The digital bear is…animated. For the most part.
The biggest running gag here is the title, especially the first word in it. Coke is a joke. F-bombs tart up other lines meant to be funnier. And then there’s the comic gore — stabbings, fingers shot off, teeth and claws tearing at flesh and intestines.
Attention is paid to the syrupy synth-pop music of the era, and the goofy, period-specific (often synthetic) clothing. That’s worth a grin or two.
But the Jimmy Warden screenplay needed script doctoring, a heaping helping of joke-juicing. Sight gags and gore may sell tickets. The wacky news story, covered-to-death by TV in its day, may ensure that the picture jumps right out of the gate in the opening act. There’s just not enough funny business here to keep this from flatlining pretty much from the halfway point onward.
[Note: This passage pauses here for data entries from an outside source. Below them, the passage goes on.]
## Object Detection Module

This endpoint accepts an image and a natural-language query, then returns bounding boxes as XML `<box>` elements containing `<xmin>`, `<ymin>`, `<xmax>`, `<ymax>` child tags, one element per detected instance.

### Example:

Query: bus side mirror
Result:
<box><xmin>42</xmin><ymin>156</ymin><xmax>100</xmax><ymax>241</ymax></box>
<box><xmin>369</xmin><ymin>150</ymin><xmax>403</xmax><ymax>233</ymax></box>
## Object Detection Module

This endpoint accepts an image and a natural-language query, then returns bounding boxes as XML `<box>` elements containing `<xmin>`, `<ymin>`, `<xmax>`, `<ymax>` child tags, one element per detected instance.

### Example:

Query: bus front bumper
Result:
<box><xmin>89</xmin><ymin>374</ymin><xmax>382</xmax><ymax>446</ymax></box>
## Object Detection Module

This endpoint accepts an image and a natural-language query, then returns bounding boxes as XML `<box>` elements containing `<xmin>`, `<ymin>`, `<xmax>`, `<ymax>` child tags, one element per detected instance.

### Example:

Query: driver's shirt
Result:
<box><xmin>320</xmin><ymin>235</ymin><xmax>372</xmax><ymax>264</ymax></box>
Banks is one of the great screen comediennes of her era. As a director? Did you see “Pitch Perfect 2” or the last and least “Charlies Angels” ever? She gets the easiest laughs, manages a fright or two as we fear for children and other innocent victims of the bear. And that’s it.
The movie loses its buzz too early and drifts into a hangover of a third act thanks to blown opportunities, trite situations, weak set-ups and tame punch-lines.
It isn’t quite “Snakes on a Plane,” a high concept comedy in which ALL of the fun is in the title and the billing. But it’s too close.
Rating: R for bloody violence and gore, drug content and language throughout
Cast: Keri Russell, O’Shea Jackson Jr., Brooklynn Prince, Isiah Whitlock Jr., Jesse Tyler Ferguson, Alden Ehrenreich, Christian Convery, Margo Martindale and Ray Liotta
Credits: Directed by Elizabeth Banks, scripted by Jimmy Warden. A Universal release.